Copy the relevant data into your development database and create the tables locally.
Ideally, just build a test case which tells you:
The SQL is correct (it parses)
It operates correctly with a few rows of test data
Don't fall for the "let's copy everything" because that means you'll have no idea what you're testing anymore (and what you're missing).
If in doubt, create a table b with just a single record. If you get an error in this area, add more rows as you learn where it can fail.
If you want to take this to the edge, create the test table (with all data) in a unit test. This way, you can document the test data you're using.
[EDIT] What you need is a test database. Don't run tests against a database which can change. Ideally, the tests should tear down the whole database and recreate it from scratch (tables, indexes, data, everything) as the first step.
In this test database, only keep well defined test data that only changes by defining new tests (and not by someone "just doing something"). If you can, try to run your tests against an in-memory database.
I would suggest materialized views. These are views that store remote data locally.
In theory to do the unit-testing you can work with any set of controlled data created and designed based on your test-cases. It doesn't have to be your live or development system. That's assuming your unit is portable enough. You would test it with your current databases/application when you come to integration testing, which might as well be on the live system anyway (so no db links will be required - I understand your live databases are in one place).

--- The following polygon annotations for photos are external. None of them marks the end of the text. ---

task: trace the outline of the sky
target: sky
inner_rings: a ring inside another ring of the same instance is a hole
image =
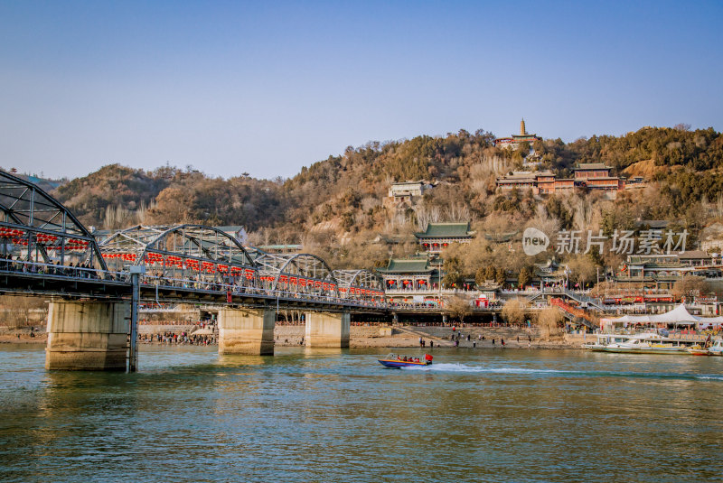
[[[0,166],[292,177],[460,129],[723,128],[723,2],[0,0]]]

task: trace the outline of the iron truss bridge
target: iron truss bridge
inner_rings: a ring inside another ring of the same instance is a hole
[[[136,226],[99,242],[61,203],[0,171],[0,293],[145,303],[385,311],[380,277],[332,270],[314,255],[244,247],[202,225]]]

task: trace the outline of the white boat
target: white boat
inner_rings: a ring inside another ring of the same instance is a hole
[[[634,335],[599,334],[597,341],[587,344],[586,348],[596,352],[626,354],[688,354],[688,346],[660,334]]]
[[[723,339],[713,342],[713,345],[708,348],[708,353],[711,356],[723,356]]]

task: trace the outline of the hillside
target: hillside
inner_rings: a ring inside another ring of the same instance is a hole
[[[569,176],[576,163],[604,163],[615,174],[645,178],[643,189],[615,200],[599,192],[544,198],[495,192],[497,176],[530,160],[494,147],[493,139],[479,130],[368,143],[304,167],[285,181],[115,164],[70,181],[55,195],[88,225],[244,225],[256,243],[303,243],[336,266],[379,265],[390,251],[409,253],[416,248],[411,244],[370,242],[380,233],[411,234],[429,221],[469,220],[478,232],[502,233],[531,223],[614,229],[635,219],[668,219],[695,232],[723,216],[723,136],[713,129],[645,127],[619,137],[568,144],[549,139],[531,146],[536,163],[525,169]],[[392,181],[406,180],[435,188],[414,203],[386,198]]]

What I'm trying to say, is that you can/should test your unit (i.e. your component, query or whatever you define as a unit) on a controlled set of data that would simulate different 'use cases' and once you complete your testing to satisfactory results, then you can proceed to integration + running integration tests.
Integration tests - you could run this in the live environment, but only after you've proved by unit-testing that your component is 'bullet-proof' (if that's OK with your company's approach/philosophy :) - sys admin's reaction:"Are you flippin creazy?!")
If you are trying to go back in time and test already implemented units, then why bother? If they've been in a production use for some time without any incidents then I would argue that they're OK. However, there's always a chance that your unit/query might have some 'slowly ticking time bomb' effect on the side (cumulative effect over time). Well, analyse the impact is the answer.